With so much of our industry made up of family-founded businesses, concerns about succession and carrying on tradition are not new. They've always been a struggle for companies, no matter their size. Will the next generation want to continue the business? Will they take on the responsibility?

Many furniture store owners I speak to have no succession plan. That doesn't mean they don't have large families. It means that their kids, nieces and nephews haven't as yet shown an interest in entering the family business. If you find yourself in this situation, how can you interest them in becoming part of the company? Just because they grew up in and around your store doesn't mean that they're going to want to be involved for the rest of their lives.

How did he manage to get not one but three of his kids interested in working as part of the family business?

There are some incredible examples out there of the next generation stepping into family furniture businesses. Nowhere can you find a more interesting approach than Miskelly Furniture, operating with four locations in Mississippi. Oscar Miskelly and his brother Tommy currently run the business, but they have set themselves up for the Miskelly name and Miskelly Furniture to carry on for a long, long time. While Tommy has a daughter working at Miskelly, Oscar has three kids who are vital parts of the business. Daughter Elizabeth Ann, 30, leads Miskelly's visual merchandising efforts. In fact, there is a boutique inside Miskelly stores that bears her name. The Elizabeth Ann collection focuses on the tastes of younger customers. Son Caleb, 28, is director of sales, while youngest daughter Anna Katherine (AK) is part of the visual team.

How did Oscar do it?

How did Oscar manage to get not one but three of his kids interested in working as part of the family business? His first step was to point them away from Miskelly's, insisting they do something else for three to five years.

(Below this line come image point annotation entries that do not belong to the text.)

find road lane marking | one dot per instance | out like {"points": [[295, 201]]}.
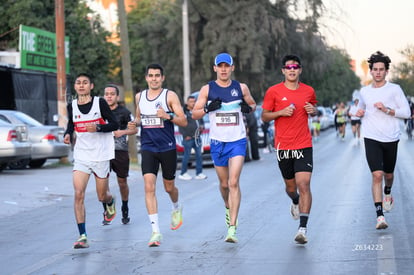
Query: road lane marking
{"points": [[386, 256]]}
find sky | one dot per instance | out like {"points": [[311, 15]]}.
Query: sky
{"points": [[362, 27]]}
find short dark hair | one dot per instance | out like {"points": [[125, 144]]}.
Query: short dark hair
{"points": [[154, 66], [112, 86], [289, 57], [85, 75], [379, 57]]}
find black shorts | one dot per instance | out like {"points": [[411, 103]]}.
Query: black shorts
{"points": [[293, 161], [381, 156], [355, 122], [120, 164], [151, 162]]}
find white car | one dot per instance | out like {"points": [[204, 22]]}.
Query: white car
{"points": [[46, 140], [14, 144]]}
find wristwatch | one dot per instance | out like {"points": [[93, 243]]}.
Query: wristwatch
{"points": [[388, 110]]}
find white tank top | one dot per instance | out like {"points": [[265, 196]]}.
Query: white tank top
{"points": [[95, 146]]}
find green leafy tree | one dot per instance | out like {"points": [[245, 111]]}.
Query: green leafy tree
{"points": [[404, 71], [257, 33], [89, 50]]}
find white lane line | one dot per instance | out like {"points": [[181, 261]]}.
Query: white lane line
{"points": [[386, 256]]}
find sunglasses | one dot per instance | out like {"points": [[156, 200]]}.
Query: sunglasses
{"points": [[292, 66]]}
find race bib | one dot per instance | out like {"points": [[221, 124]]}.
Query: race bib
{"points": [[227, 119], [152, 121]]}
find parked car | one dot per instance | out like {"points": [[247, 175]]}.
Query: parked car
{"points": [[46, 140], [14, 144]]}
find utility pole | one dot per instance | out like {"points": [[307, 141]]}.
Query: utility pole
{"points": [[126, 74], [61, 65], [186, 52], [60, 61]]}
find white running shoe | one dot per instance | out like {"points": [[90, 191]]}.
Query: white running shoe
{"points": [[200, 176], [185, 176], [294, 211], [381, 223], [300, 237], [388, 203]]}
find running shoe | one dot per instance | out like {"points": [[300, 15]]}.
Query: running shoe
{"points": [[388, 203], [155, 239], [82, 242], [231, 235], [110, 212], [381, 223], [200, 176], [104, 221], [185, 176], [125, 216], [294, 211], [176, 218], [300, 237]]}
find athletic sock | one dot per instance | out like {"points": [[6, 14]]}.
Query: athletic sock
{"points": [[176, 205], [378, 207], [82, 228], [387, 190], [295, 200], [154, 222], [303, 219]]}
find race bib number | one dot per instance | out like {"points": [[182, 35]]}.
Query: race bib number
{"points": [[227, 119], [152, 121]]}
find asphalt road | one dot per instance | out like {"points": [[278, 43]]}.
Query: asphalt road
{"points": [[38, 225]]}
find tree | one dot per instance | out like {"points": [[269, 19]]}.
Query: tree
{"points": [[404, 71], [257, 33], [89, 50]]}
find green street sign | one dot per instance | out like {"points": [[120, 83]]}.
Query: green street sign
{"points": [[38, 50]]}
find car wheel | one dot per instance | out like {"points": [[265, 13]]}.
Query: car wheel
{"points": [[19, 164], [37, 163]]}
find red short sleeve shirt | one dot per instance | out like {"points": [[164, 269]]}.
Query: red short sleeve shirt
{"points": [[293, 132]]}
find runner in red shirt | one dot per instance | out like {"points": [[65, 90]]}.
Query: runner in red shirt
{"points": [[289, 104]]}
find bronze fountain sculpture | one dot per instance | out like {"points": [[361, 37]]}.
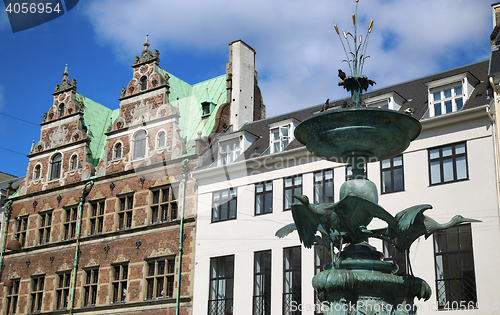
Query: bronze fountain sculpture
{"points": [[359, 281]]}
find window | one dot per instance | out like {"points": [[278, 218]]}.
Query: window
{"points": [[117, 151], [160, 278], [144, 84], [160, 140], [455, 275], [73, 163], [44, 228], [448, 164], [119, 282], [447, 100], [229, 151], [90, 287], [322, 257], [262, 283], [36, 298], [22, 226], [292, 187], [164, 205], [37, 172], [323, 186], [125, 213], [96, 217], [348, 173], [62, 290], [55, 166], [264, 198], [221, 285], [279, 138], [12, 296], [292, 291], [140, 140], [70, 222], [393, 255], [391, 174], [60, 110], [224, 205]]}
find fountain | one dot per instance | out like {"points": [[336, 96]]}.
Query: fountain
{"points": [[359, 281]]}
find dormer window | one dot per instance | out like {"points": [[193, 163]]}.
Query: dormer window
{"points": [[144, 84], [55, 166], [447, 100], [279, 138], [60, 110], [229, 151], [449, 94]]}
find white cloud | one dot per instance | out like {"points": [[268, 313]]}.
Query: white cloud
{"points": [[298, 51]]}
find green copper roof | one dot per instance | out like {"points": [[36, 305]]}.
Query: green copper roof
{"points": [[188, 99], [96, 118]]}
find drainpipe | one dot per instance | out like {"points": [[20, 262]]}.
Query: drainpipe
{"points": [[7, 212], [494, 121], [85, 192], [181, 235]]}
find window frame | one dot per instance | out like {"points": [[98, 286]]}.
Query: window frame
{"points": [[44, 227], [320, 185], [12, 296], [96, 212], [292, 272], [70, 222], [125, 211], [266, 197], [63, 285], [289, 191], [140, 143], [460, 231], [36, 293], [261, 303], [219, 205], [120, 284], [56, 166], [90, 286], [22, 229], [221, 301], [161, 209], [441, 159], [154, 280], [392, 169]]}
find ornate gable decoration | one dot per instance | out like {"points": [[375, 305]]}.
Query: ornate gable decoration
{"points": [[147, 55]]}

“I let them go out; I encouraged them to experience life and professions they wanted to try,” Oscar told me. He wanted them to find their passion and do something they enjoyed, not feel obligated to work in the family business. Elizabeth Ann was a schoolteacher before coming to work at Miskelly. Caleb gravitated toward home furnishings, but he took sales jobs with other retailers to see what life was like outside Miskelly. AK was pulled toward fashion.

Coming around to Miskelly was not something they each naturally gravitated towards. “I saw the business as made up of old guys and that the furniture industry was stale,” was Elizabeth's initial outlook. For Caleb, “I was used to doing my own thing and didn't know what to expect.” AK had concerns coming home to the family business. “I had a fear of not being successful, knowing that dad would set a high standard.”

I saw the business as made up of old guys and that the furniture industry was stale,’ was Elizabeth's initial outlook.

To ease those concerns, Oscar had another idea up his sleeve. Each one of the kids was challenged to carve their path at Miskelly. He wanted them to play to their strengths, not plug into any job.

“We have our areas, and we don't step on each other,” Elizabeth Ann told me.

Listening to his three children talk about the business he started 43 years ago does a father's heart good. “There is nothing that brings more pride to a dad than seeing your children succeed.” And their involvement in the business is also good for the soul. “They have rejuvenated me. There is new energy, a new vision. I thought I would have to sell the business,” Oscar said.

Not anymore. Elizabeth Ann, Caleb, and AK are looking ahead, way ahead. “We want it to be our kids and us. We want to be a 100-year-old company,” Elizabeth Ann says matter of factly. That is precisely why the root of the word “succession” is success.


Pictured left to right: Caleb, Elizabeth Ann, Anna Katherine and Oscar Miskelly.